Page 60 of Marked

Twenty

When consciousness comes back to me, I’m lying on familiar fine, pale green sand. Rolling over onto my side, I see a massive three-headed black dog beside me. Each set of ears is perked up in alert and facing a different direction. Their noses twitch occasionally, scenting the air for something, but what?

“Cerberus?” I ask softly, getting to my knees.

All three heads swing my way, studying me. With a wisp of black smoke, he separates into the three identical triplets I’m used to. “Valkyrie,” they greet.

My brow furrows in confusion as I look at them. “What’s going on? Why am I here?”

“For protection.” One of them says as he approaches me, the other two crossing their arms over their chests to watch.

“Protection from what?” I look at the one who squats down in front of me. “What are you doing?”

He touches my calf and I wince. “Your soul is reflecting the wound on your human body, like I thought.”

“What? What are you talking about?”

He stands and cocks his head at me. “The thing that bit you, the bite is reflected on your soul.”

“Look at your leg,” another prompts.

I do as told and look at my leg. Jack wasn’t kidding when he said it looked like I stepped into a trap. All the way around my calf are almost perfectly spaced holes. No, “holes” isn’t the right word. They’re puncture marks; teeth marks. Just like a shark…or a crocodile. The night catches up to me. and I rub at my face.

“The thing that bit me.”

“Yes. You should have run sooner,” they all say with disapproval, red eyes narrowing into a glare.

“I get that,” I deadpan. “Again, protection from what?”

The triplets standing off to the side clasp their hands behind their back. “As we said, the creature that attacked you is from the underworld.”

I blink and look at my leg once again. “I’ve never seen a chimera like that before.” A shiver makes the hair on my arms stand. “It was terrifying.”

The Cerberus who examined my leg nods. “That’s because there is only one of her kind.”

My arms cross over my chest as I rub at the chilled skin. “Where does she come from? Here? The Greek side?”

They tense and glance at one another before one of them speaks. “We don’t speak of other factions.”

I pick up on their emphasis. “So that’s a no.” Their following silence is answer enough. “Can I ask why you don’t speak about each other?”

They shrug simultaneously, once again acting as a single entity in three different bodies. “It’s an agreement that we have come to. In essence they are our competition. You must understand that most of us have a counterpart in other domains.”

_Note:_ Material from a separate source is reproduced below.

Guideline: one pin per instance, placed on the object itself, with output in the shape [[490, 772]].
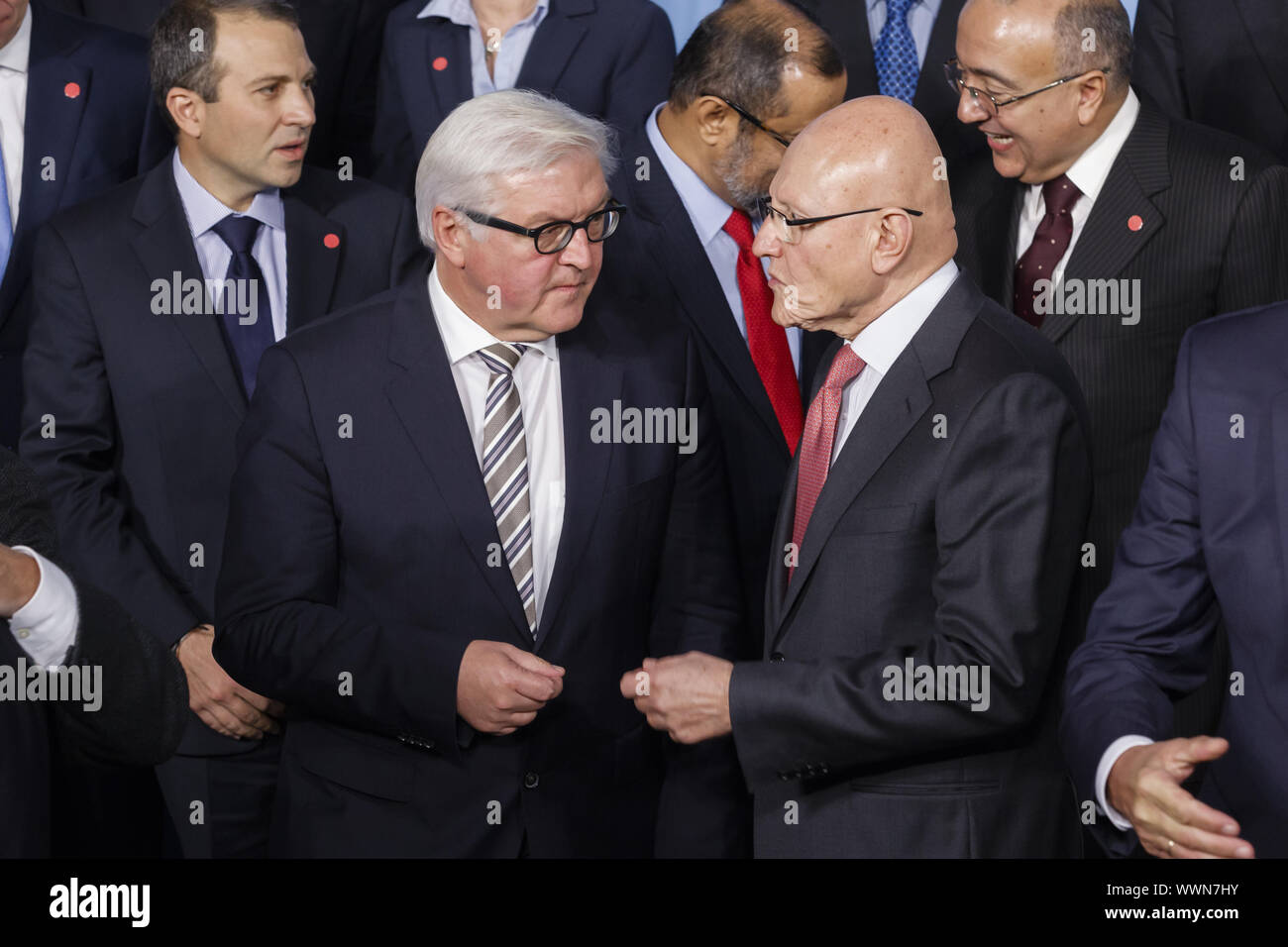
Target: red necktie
[[765, 338], [819, 434], [1050, 240]]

“Even you?” I purse my lips together, trying to think of examples. “Would that be like Satan and Hades? Osiris? Dis Pater?”

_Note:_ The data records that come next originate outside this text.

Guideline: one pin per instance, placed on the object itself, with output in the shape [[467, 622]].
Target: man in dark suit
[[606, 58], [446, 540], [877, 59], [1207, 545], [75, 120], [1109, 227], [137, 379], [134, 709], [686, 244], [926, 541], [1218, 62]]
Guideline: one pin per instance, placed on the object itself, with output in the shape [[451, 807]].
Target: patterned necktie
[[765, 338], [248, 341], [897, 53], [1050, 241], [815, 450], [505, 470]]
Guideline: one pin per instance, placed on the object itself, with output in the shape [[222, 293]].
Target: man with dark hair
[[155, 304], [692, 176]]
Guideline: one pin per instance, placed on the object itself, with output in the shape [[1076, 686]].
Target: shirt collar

They nod. “Yes, those are all gods of the underworld. And yes, even we have counterparts.”

“But you said this thing that attacked me is one of a kind. Does that mean it doesn’t have a counterpart in any other underworld?” Bringing the question up makes my calf twitch with an echo of pain.

“Correct,” one of them says.

“All underworlds have their own beasts and monsters. Their own different types of demons,” another adds in.

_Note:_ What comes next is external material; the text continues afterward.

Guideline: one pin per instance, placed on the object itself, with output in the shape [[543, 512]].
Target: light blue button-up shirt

The third one’s eyes stay on mine, and he tilts his head as I bite my lip. “You have another question.”

“I do,” I agree, looking at my leg again. The bite marks remind me of those on John Doe. “Is this thing the one causing my murders? The thing you told me to mark?”

Again, they fall silent and look at each other in question. I’ve never seen Cerberus like this before, and it’s both amusing and concerning.